Without having to know the intricacies of anti-pyramnid laws – since they are not being enforced anyway – there is a simple test a consumer who is evaluating a MLM scheme that sells a “product” can apply: If your MLM income depends upon your recruiting more MLM participants (salespeople, distributors, coaches, associates, IBOs, or whatever they are called), then you are in an “endless chain.” Translation: you are going to lose your money and “fail.” Said another way, if you can’t make a sustainable profit from selling your “product” to retail customers, one at a time, day in and day out, without signing them up as MLM “salespeople” under you, then you are not in a direct selling business; you are in a pyramid recruitment scheme.

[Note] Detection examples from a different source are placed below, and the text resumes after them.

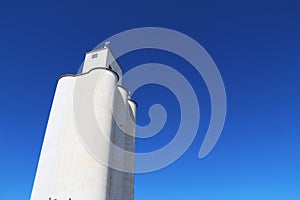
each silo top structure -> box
[31,45,137,200]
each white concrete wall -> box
[31,51,135,200]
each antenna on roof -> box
[103,41,110,49]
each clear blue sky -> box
[0,0,300,200]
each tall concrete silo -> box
[31,47,137,200]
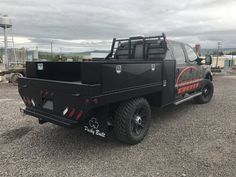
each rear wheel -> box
[114,98,151,144]
[195,79,214,104]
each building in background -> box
[0,48,39,64]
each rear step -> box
[174,92,202,105]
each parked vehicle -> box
[18,34,214,144]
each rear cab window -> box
[171,43,186,64]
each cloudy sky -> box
[0,0,236,52]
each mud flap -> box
[82,111,109,139]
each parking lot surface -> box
[0,76,236,177]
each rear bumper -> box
[20,107,78,128]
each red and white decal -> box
[175,66,202,94]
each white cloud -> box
[0,0,236,51]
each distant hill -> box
[39,50,110,57]
[201,48,236,55]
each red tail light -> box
[67,108,75,118]
[76,111,83,121]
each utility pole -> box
[51,41,53,58]
[216,42,222,67]
[3,25,8,69]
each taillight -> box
[76,111,83,121]
[62,107,69,116]
[67,108,75,118]
[62,107,83,120]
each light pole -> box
[216,41,222,67]
[51,41,53,58]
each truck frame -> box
[18,33,214,144]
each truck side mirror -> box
[205,55,212,65]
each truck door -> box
[172,42,201,96]
[171,42,195,96]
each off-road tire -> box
[114,98,151,145]
[194,79,214,104]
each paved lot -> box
[0,76,236,177]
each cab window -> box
[184,45,198,61]
[172,43,186,64]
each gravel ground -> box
[0,76,236,177]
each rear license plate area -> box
[42,99,54,111]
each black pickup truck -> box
[18,34,214,144]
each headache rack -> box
[105,33,167,60]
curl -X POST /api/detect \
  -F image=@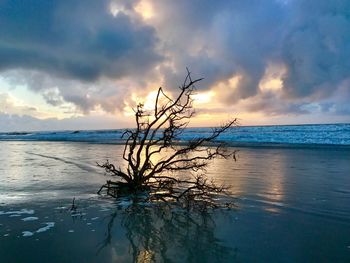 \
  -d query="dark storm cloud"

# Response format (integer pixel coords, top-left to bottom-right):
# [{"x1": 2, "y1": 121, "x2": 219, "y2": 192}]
[
  {"x1": 0, "y1": 0, "x2": 160, "y2": 81},
  {"x1": 0, "y1": 0, "x2": 350, "y2": 119},
  {"x1": 152, "y1": 0, "x2": 350, "y2": 114}
]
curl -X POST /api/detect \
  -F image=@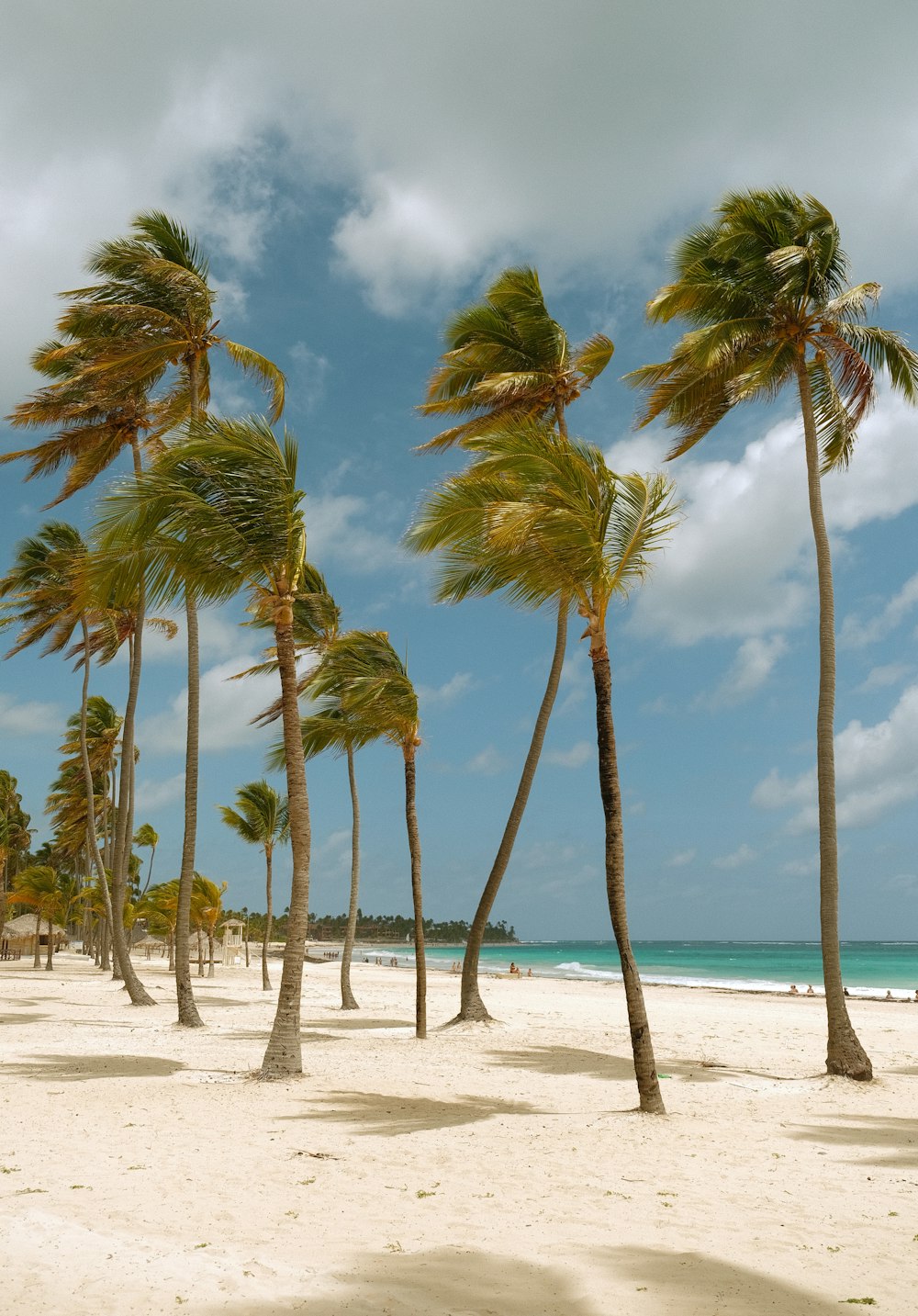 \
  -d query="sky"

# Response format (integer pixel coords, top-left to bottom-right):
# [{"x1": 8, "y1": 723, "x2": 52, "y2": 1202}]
[{"x1": 0, "y1": 0, "x2": 918, "y2": 939}]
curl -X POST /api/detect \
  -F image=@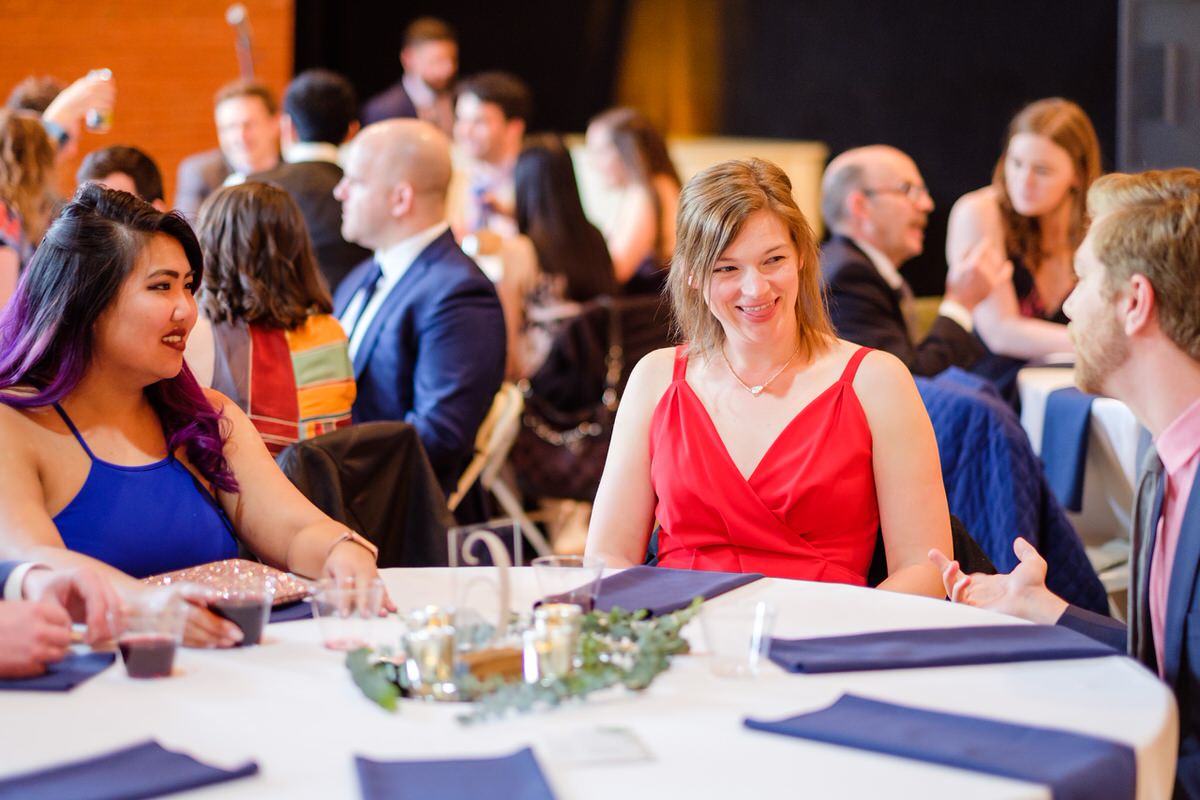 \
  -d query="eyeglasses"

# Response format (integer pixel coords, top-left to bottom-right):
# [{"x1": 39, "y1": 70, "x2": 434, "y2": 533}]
[{"x1": 863, "y1": 181, "x2": 934, "y2": 203}]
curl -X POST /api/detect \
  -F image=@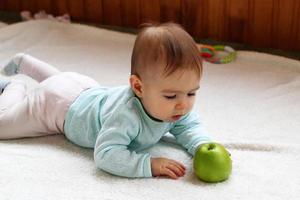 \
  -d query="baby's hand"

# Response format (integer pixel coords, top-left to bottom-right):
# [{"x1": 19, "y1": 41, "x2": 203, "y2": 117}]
[{"x1": 151, "y1": 158, "x2": 185, "y2": 179}]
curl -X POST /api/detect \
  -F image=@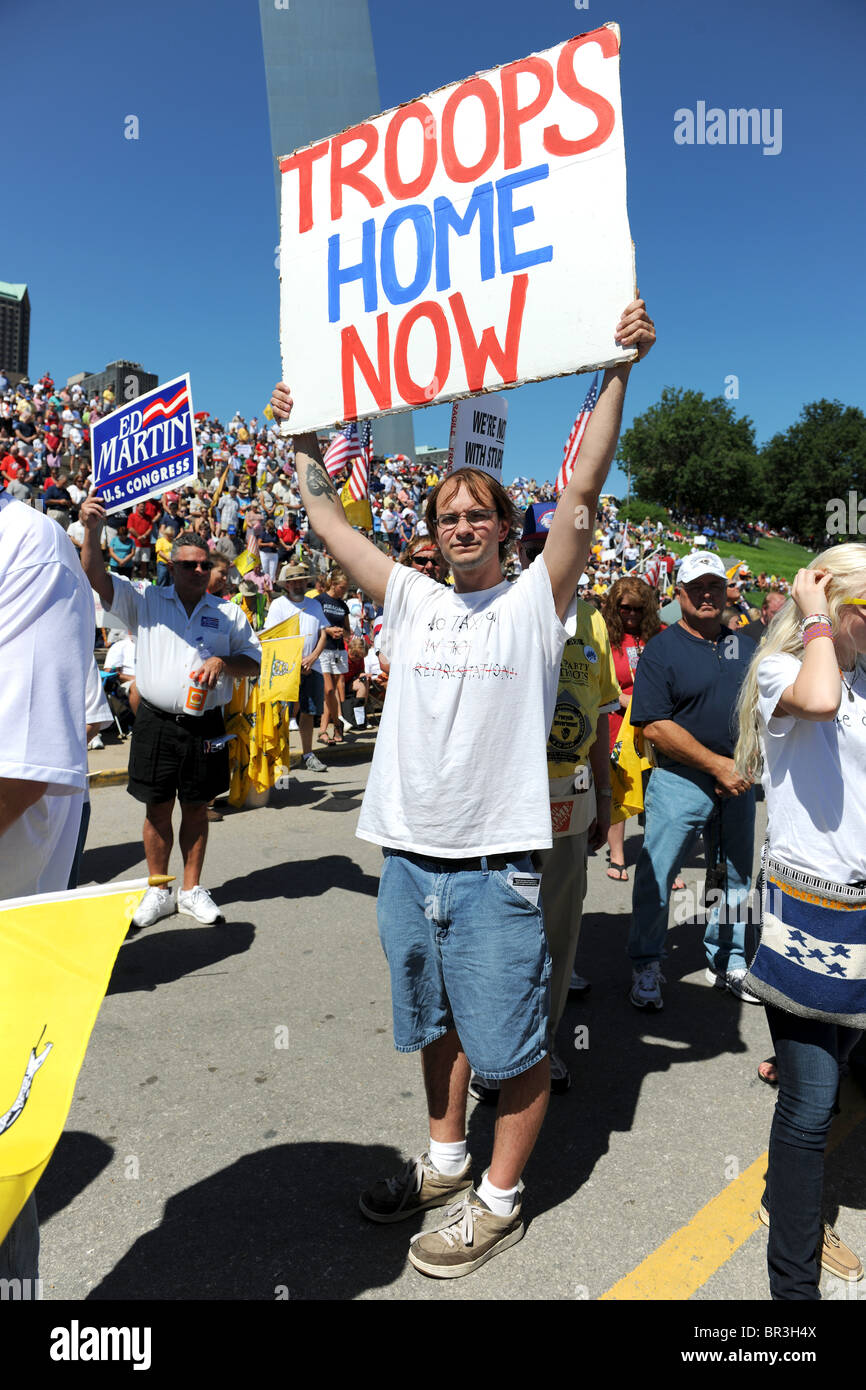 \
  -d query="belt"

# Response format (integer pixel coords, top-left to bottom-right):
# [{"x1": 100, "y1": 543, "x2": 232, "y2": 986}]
[
  {"x1": 392, "y1": 849, "x2": 535, "y2": 873},
  {"x1": 140, "y1": 695, "x2": 225, "y2": 735}
]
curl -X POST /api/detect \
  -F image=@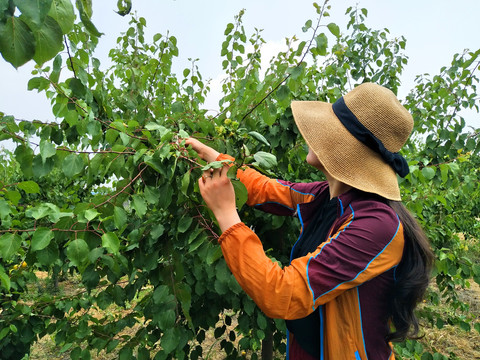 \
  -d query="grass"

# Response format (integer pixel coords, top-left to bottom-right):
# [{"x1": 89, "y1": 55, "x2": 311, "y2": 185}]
[{"x1": 25, "y1": 273, "x2": 480, "y2": 360}]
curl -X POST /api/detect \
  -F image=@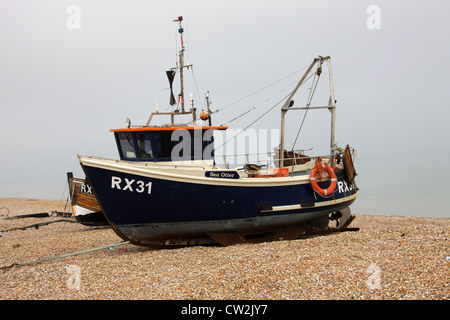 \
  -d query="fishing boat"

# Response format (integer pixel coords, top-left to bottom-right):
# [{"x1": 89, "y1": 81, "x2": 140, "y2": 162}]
[
  {"x1": 78, "y1": 17, "x2": 359, "y2": 247},
  {"x1": 67, "y1": 172, "x2": 108, "y2": 226}
]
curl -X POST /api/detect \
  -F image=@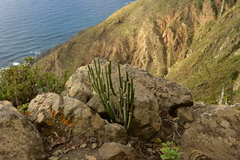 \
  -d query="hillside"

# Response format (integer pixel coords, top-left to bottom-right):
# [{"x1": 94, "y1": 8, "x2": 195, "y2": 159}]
[{"x1": 36, "y1": 0, "x2": 240, "y2": 103}]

Some pyramid schemes require you to pay cash to join the pay plan. Some require you, in policy or in practice, to buy goods to get in on the pay plan. Some require both. Either way, if you need to recruit other “sales” people in order to make a sustainable profit, you are in a pyramid, an “endless chain”, a scam. If you joined at the bottom, you are going to fail and lose your money, probably within one year. If you don’t, then the people you recruited will lose their money and you will have deceived them. Virtually, all have to lose, since the money they invest and the marketing efforts they expend are the source of the money for the top 1-5%
The Montana anti-pyramid law was clear and strong enough. It outlawed MLM schemes in which income is tied “primarily” to recruiting. Try to find an MLM in which the primary requirement for income is not recruiting! The Montana settlement indicates that states are no longer capable of regulating MLM schemes, which are now “too big to prosecute.” Some state regulators openly admit they “can’t afford” to prosecute large pyramid schemes. Other openly acknowledge the MLM lobbying machine that puts pressure on elected regulators prevents law enforcement. Some say they don’t want to anger (and lose the votes of) the misguided consumers who are already invested in the schemes and hope to get their money out by luring in others. Many of them send hate mail to regulators and claim the government is restricting their “freedom.”
Seeing the failure of states, will the FTC or the newly formed Consumer Financial Protection Bureau protect the public from predatory recruitment schemes disguised as “business opportunities”? If not, more consumers will need to break their silence and speak out about their losses so others might not have to “fail” also. Main Street will have to protect itself.